14:14Because if you notice, they're using what we call over-the-top services,
14:18like Viber, Messenger, that doesn't require a SIM card registration.
14:23But I still receive texts.
14:24No, I receive texts.
14:25What's saddening is that before, after the SIM card registration,
14:33the unregistered SIM cards were already shut off.
14:36Our countrymen, maybe because of desperation,
14:39they sell their SIM cards.
14:41So when we raid, there are a lot of registered SIM cards.
14:44And we don't complain to our countrymen that there's a shortage in the registration of our SIM cards
14:50because you can register your SIM card using erroneous data.
14:55Maybe our mistake before was to rely on the Telcos.
15:00They're the ones we asked to register our SIM cards.
15:03But because of the SIM Card Registration Act,
15:06we can now, because there's a provision there that there's already an oversight,
15:09there's a supervision,
15:10so we can now exercise oversight over the implementation of the SIM Card Registration Act.
15:15And if there's a shortage, we can revise it or remediate it
15:20or even make remedies to address that shortage.
15:28So simply the SIM Card Registration Act doesn't really work.
15:32And some of the critics before have been saying that already.

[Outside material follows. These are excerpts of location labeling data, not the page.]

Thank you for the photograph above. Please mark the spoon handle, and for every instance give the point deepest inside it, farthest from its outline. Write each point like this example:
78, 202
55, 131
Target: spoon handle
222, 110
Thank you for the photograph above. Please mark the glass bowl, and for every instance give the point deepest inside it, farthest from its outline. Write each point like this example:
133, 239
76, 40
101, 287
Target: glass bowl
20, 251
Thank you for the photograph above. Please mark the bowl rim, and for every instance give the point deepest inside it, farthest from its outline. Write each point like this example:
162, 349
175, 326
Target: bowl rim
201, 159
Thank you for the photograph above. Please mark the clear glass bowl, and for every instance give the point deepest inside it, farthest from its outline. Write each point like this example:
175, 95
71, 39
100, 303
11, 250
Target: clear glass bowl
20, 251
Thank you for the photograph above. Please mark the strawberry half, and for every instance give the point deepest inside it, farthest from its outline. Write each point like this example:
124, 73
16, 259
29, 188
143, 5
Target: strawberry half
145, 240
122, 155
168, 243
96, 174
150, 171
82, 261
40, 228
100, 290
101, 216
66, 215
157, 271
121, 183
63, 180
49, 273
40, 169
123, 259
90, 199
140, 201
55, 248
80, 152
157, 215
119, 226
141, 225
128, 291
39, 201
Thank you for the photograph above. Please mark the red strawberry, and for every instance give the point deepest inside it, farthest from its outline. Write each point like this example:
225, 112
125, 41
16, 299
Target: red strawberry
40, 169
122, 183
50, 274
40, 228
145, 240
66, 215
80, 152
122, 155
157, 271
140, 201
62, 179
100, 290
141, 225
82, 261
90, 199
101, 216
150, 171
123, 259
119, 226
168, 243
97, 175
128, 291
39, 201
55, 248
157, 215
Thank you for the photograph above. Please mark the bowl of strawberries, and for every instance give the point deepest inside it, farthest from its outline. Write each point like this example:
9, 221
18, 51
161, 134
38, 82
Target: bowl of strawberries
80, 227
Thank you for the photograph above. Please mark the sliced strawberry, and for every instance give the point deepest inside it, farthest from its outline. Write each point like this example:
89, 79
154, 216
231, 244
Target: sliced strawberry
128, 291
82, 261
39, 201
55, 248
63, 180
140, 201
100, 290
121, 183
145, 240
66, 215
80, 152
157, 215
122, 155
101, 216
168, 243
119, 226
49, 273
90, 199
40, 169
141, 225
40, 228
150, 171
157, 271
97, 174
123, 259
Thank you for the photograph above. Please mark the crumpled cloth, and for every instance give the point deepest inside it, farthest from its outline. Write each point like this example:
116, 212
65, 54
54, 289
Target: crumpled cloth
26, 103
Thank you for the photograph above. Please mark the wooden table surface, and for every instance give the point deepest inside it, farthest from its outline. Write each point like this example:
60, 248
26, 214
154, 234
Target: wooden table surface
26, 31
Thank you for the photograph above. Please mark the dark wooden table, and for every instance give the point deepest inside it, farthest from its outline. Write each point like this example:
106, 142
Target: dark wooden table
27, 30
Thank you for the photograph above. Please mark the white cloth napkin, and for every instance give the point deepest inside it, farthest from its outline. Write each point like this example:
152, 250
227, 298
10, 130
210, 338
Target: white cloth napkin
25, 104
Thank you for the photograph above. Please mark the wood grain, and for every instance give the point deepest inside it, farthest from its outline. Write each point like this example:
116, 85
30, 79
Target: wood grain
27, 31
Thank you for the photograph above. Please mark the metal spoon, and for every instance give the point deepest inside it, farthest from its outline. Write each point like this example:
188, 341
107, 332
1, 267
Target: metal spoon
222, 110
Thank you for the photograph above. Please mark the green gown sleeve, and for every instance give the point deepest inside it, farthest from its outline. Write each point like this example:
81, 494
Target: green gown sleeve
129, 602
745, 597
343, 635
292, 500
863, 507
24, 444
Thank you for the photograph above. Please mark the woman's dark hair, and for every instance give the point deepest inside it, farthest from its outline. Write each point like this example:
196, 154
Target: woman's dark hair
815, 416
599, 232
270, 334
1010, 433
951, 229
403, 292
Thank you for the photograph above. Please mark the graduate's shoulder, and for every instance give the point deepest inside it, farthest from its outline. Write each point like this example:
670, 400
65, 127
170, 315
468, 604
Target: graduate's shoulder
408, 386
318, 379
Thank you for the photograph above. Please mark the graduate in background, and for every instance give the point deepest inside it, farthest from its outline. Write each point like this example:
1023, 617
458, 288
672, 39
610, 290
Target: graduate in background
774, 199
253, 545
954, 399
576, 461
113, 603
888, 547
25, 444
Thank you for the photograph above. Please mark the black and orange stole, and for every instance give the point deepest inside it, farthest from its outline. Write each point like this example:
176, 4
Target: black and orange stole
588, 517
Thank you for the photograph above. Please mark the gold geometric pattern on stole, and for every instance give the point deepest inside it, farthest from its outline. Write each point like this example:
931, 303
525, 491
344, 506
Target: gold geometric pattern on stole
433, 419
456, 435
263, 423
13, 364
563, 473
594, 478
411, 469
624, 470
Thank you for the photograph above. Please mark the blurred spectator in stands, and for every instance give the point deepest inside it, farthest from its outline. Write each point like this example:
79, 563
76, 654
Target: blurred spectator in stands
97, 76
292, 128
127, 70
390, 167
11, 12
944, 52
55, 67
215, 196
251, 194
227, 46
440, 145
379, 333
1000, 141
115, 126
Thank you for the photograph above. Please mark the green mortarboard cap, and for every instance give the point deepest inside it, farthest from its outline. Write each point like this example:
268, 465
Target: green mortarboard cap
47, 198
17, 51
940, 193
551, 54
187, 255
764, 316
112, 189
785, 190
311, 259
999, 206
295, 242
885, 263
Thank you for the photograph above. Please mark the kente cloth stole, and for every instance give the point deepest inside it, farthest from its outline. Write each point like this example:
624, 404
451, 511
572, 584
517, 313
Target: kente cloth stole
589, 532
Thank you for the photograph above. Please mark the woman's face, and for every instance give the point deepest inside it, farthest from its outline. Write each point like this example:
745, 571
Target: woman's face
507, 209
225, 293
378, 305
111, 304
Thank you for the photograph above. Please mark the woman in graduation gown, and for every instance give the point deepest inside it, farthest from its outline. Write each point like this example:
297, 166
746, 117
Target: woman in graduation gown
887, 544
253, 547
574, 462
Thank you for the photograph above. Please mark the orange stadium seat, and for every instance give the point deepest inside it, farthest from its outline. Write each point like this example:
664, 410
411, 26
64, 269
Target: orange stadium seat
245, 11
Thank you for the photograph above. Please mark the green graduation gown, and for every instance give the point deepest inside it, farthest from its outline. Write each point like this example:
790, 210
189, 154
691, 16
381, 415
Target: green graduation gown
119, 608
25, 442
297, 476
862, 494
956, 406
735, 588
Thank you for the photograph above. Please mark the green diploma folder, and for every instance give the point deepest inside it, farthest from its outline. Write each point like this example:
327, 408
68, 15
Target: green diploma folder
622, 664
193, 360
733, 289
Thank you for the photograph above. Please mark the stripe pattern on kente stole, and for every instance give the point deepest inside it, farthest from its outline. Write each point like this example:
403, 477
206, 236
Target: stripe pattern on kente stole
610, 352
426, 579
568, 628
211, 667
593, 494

15:35It's not going to deter.
15:36They'll just find a way around it.
15:39That's right.
15:40Because again, technology advances so fast that what you do now is
15:46they're already predicting on how ways, like you said, to circumvent,
15:50to go around these particular laws and certain measures that we adopt
15:54to prevent scamming from happening.
15:56So yes, they're migrating to other platforms.
15:59This one is stronger inside.
16:02They're buying and selling SIM cards.
16:05Yes.
16:06I hope, Asek, that we can do something about the scams
16:08because I'm sure there are still many of our countrymen who are still clicking
16:11because they're still receiving text messages coming from these people.
16:16So what is our call to our countrymen regarding this type of scams?
16:20It's still the same.
16:21What we're always reminding our countrymen is to adopt our cybersecurity hygiene
16:27against adopt stronger passwords.
16:30Because Filipinos, Yusef and his mom,
16:32if they want a password, they immediately remember their birthday,
16:35their dog's name, their spouse's name.
16:38So if your data is breached, you already know how to guess.
16:42And this would eventually lead to,
16:44you'll be able to breach and get your passwords in your financial documents.
16:48So adopt stronger passwords.
16:50And we can adopt multi-factor authentication.
16:53That's what will take advantage.
16:55Face recognition.
16:57Biometrics.
16:58Face recognition.
16:59One-time passwords.
17:01That's what we're reminding our countrymen.
17:04And also, what we're reminding them is that if your message has a hyperlink,
17:10don't click on it.
17:13It's already clickable.
17:15But sometimes, it clicks accidentally.
17:17I know someone who was really depressed.
17:19He didn't know how to get his money.
17:21That's right.
17:22So it's hard to do that.
17:24Sometimes, it's an accident.
17:25Yes.
17:26We're also talking to the NTC, which is the regulators of these telecoms.
17:33When it comes to texts, don't let it have a hyperlink.
17:37Yes, if possible.
17:39That's a good suggestion.
17:41Remove the hyperlink.
17:43But the problem is, in other platforms, you can't avoid it.
17:46In Fiverr, Messenger, and so on.
17:48But at least in texts.
17:49At least in texts.
17:50That's better.
17:51So I hope that's good to be considered.
17:54Okay, thank you very much for your time.
17:57I still have a lot of questions to ask.
17:59Just keep me company if possible.
18:01So now, when you're ordering, you'll give your address and name, right?
18:06Do you actually give your real name?
18:08Right?
18:09Yes.
18:10Maybe not anymore.
18:11Right?
18:12Or just the initials or something.
18:13Maybe it won't be delivered to you if it's not your real name.
18:15No.
18:16Then you'll know where Piolo Pascual lives, for example.
18:19I'll go to the Addition Hills that was followed by Grab Rider because they know the address.
18:25That's right.
18:26Yes.
18:27I won't say Grab.
18:28It's just an example.
18:29It's an example.
18:30Okay.
18:31Thank you very much for your time, Assistant Secretary Renato Aboy Paraiso.